On the third configuration, “poured on a frozen footing,” test results were mixed. The footing, measuring 18”x6” was pre-chilled at 0°F for 18 hours, and averaged 25°F at the time of the pour. Thermocouples indicate that the footing immediately froze the liquid water in the fresh concrete at the interface between the ICF and the footing. This should have resulted in a layer of frozen concrete at the base of the wall which would compromise its structural integrity. Yet, actual test cylinders taken 6 inches above the footing measured just over 5,000 psi on a designed 3,000 psi mix. Otherwise, the wall stayed above the 40°F for at least 48 hours at six inches above the footing and for 72 hours at 18 inches above the footing.

Report author John Gadja summarizes, “Due to their inherent insulating capacity, Insulating Concrete Forms (ICFs) offer the ability to safely construct concrete walls at temperatures below that of concrete walls cast in reusable forms… Data collected from testing of the “clear wall” areas indicated that concrete can be placed without special precautions to prevent freezing damage at temperatures much lower than that allowed for concrete walls cast in reusable forms. Results of testing of the concrete in an area “adjacent to a wood buck” indicated that exposed steel anchor bolts needed to be insulated to prevent freezing damage to the concrete. Data collected for ICF concrete placed on a frozen footing were somewhat contradictory. Measured compressive strengths were acceptable, however, recorded temperatures indicated that concrete in direct contact with the frozen footing prematurely froze, thus damaging the concrete.”

The complete PCA report includes a set of tables based on a wide degree of variables not covered in this summary, including concrete temperatures as low as 40°F, air temperatures as low as -20°F and four typical concrete mix designs.
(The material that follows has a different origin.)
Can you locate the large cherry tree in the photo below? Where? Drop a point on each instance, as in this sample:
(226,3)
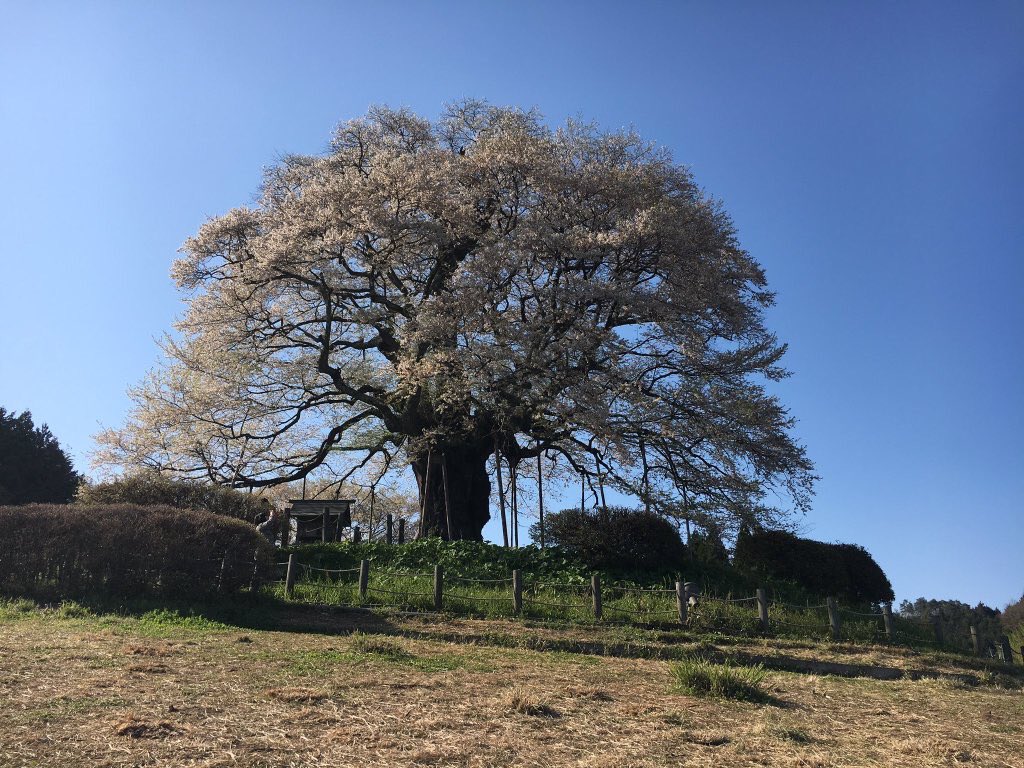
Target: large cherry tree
(431,294)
Data on corners, lintels, and the use of fly ash and other pozzolans are also considered.

Polley and Summers both report that the biggest issue with cold-weather ICF work has nothing to do with concrete. “The biggest issue is the safety factor of keeping the crew warm,” says Polley. “Also, bracing and scaffolding can get icy, which creates additional safety concerns.” Summers says that in extreme cases some plastic webs can become brittle, and that he’s cracked a few furring strips attaching bracing in sub-zero temperatures.